Renewable Energy Suitability
The Country of Brazil
We developed a data-intensive renewable energy prospecting application for the country of Brazil. This application allows engineers and planners to easily find stream segments on a web map that have ideal conditions for small hydroelectric power production. This project integrated multiple types of GIS data and a web mapping interface with scenario models and decision support tools for identifying ideal locations for small hydro-electric plants and siting wind farms. Brazil obviously has a lot of water– the country is very large, and much of it is extremely remote, so identifying ideal stream segments had previously been a difficult process.
We helped our client gather dozens of datasets from numerous sources, including comprehensive river and stream data, large number environment layers, utilities, land use, cadastre, transportation, lithology, soils, wind, solar potential, DEMs, and much more. We created a spatial database model and schema, standardized and formatted all the data, and developed a rich online mapping interface. From the source data, we created numerous thematic layers, weighted cost surfaces, raster analysis, and other derivatives that were all used in geoprocessing models and spatial analysis tools.

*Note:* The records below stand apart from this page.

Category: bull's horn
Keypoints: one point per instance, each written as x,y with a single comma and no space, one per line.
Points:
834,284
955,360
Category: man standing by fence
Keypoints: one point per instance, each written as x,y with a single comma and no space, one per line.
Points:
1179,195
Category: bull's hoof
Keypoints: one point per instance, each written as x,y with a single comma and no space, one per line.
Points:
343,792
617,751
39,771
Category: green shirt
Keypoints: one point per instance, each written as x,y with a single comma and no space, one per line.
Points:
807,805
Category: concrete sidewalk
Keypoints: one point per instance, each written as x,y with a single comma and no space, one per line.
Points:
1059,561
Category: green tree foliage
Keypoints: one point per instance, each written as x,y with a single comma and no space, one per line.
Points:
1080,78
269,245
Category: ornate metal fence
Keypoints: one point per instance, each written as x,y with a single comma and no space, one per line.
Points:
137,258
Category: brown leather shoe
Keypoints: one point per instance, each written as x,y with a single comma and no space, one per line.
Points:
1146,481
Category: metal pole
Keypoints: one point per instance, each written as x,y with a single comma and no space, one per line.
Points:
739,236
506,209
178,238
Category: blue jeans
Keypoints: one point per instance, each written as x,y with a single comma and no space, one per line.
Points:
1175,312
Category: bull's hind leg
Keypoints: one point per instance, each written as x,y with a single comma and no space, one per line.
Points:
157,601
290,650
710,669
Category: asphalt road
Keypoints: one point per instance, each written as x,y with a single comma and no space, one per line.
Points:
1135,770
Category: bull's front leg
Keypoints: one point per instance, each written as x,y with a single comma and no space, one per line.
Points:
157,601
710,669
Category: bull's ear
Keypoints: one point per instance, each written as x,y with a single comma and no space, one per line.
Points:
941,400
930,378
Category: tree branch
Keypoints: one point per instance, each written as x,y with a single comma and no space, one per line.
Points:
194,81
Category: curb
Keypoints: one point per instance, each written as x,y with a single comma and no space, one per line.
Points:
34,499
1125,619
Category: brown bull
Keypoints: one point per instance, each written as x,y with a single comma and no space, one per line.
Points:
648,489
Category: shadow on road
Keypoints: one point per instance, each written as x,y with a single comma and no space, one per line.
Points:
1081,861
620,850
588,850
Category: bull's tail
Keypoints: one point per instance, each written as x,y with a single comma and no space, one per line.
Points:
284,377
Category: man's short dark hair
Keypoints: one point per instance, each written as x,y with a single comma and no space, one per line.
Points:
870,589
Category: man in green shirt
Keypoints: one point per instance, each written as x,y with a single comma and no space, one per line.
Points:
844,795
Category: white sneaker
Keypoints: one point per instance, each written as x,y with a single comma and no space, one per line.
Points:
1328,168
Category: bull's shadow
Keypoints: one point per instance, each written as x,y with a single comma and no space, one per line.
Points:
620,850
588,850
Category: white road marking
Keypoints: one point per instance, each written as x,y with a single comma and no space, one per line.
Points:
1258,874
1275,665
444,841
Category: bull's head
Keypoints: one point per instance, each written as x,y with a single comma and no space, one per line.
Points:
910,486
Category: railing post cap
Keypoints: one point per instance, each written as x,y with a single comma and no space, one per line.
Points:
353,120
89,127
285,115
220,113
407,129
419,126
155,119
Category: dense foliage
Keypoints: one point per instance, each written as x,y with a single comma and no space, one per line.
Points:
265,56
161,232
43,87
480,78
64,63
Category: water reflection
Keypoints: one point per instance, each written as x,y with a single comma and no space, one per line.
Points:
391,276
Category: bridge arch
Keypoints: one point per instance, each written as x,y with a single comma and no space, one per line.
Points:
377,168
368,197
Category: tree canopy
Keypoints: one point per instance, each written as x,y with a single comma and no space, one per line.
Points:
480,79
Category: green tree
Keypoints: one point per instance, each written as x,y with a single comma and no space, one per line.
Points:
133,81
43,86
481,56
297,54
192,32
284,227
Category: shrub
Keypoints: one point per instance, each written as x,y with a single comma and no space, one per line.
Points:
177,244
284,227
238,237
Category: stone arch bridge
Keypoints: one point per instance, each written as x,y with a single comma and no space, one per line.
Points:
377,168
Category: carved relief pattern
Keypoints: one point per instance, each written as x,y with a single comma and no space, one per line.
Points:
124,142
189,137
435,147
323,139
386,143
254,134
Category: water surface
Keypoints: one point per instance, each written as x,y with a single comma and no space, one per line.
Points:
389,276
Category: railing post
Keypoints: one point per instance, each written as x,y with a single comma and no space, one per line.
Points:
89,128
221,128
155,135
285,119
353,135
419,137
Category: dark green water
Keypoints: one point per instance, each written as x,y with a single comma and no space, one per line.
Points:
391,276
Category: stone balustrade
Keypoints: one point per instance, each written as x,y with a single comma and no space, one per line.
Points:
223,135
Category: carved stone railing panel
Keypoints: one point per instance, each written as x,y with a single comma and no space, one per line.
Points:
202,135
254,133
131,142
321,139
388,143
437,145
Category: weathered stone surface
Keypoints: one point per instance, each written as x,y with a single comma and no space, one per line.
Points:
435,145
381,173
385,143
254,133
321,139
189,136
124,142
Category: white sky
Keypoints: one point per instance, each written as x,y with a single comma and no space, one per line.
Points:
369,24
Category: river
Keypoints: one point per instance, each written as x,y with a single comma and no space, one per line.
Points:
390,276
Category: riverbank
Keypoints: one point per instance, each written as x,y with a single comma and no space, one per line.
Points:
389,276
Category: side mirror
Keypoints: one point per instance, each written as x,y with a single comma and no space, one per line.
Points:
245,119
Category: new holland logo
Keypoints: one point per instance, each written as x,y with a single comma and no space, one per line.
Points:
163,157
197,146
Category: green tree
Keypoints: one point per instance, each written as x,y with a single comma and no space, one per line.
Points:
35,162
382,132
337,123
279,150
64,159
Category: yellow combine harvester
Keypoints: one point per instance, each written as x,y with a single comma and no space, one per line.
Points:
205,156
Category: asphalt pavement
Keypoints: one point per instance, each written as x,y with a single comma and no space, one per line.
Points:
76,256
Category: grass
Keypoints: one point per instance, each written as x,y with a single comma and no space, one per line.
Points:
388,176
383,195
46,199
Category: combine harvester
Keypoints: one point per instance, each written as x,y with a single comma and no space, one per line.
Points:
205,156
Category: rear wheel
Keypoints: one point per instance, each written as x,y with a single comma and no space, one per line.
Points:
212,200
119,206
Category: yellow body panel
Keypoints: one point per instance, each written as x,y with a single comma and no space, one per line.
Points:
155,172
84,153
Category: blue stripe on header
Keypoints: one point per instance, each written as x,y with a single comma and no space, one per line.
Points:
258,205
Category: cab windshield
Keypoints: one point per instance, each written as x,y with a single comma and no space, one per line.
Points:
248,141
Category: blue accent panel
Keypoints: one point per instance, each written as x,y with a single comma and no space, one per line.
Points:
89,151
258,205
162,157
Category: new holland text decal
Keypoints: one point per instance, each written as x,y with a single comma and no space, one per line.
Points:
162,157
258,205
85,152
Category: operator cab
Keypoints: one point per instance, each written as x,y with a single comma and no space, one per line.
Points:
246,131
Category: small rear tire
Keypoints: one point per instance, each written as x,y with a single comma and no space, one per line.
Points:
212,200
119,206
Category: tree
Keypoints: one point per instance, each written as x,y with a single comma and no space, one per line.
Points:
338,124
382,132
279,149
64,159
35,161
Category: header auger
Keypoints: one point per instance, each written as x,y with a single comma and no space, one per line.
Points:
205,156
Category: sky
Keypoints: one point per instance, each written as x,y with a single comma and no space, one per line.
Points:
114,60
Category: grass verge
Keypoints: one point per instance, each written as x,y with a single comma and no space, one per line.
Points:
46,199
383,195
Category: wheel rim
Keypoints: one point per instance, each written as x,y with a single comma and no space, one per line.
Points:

From the web map, users can input selection criteria, assign weighted values, and execute server-side geoprocessing models that return ideal stream and river segments. Planners can then further explore a potential location in detail by appending adjacent stream segments into “hydro routes” to further analyze the hydraulic potential and relationship to nearby factors such as roads, utilities, land ownership and accessibility.
We included additional functionality to upload external documents and notes, share routes with other users, and export results in tabular and spatial formats. In a second phase, we worked with the European Centre for Medium-Range Weather Forecasts (ECMWF) and the National Center for Atmospheric Research (NCAR) to acquire a gridded dataset of 80 meter elevation wind data. Using this data we enhanced the application to identify areas with two potential energy sources: hydro potential and wind potential.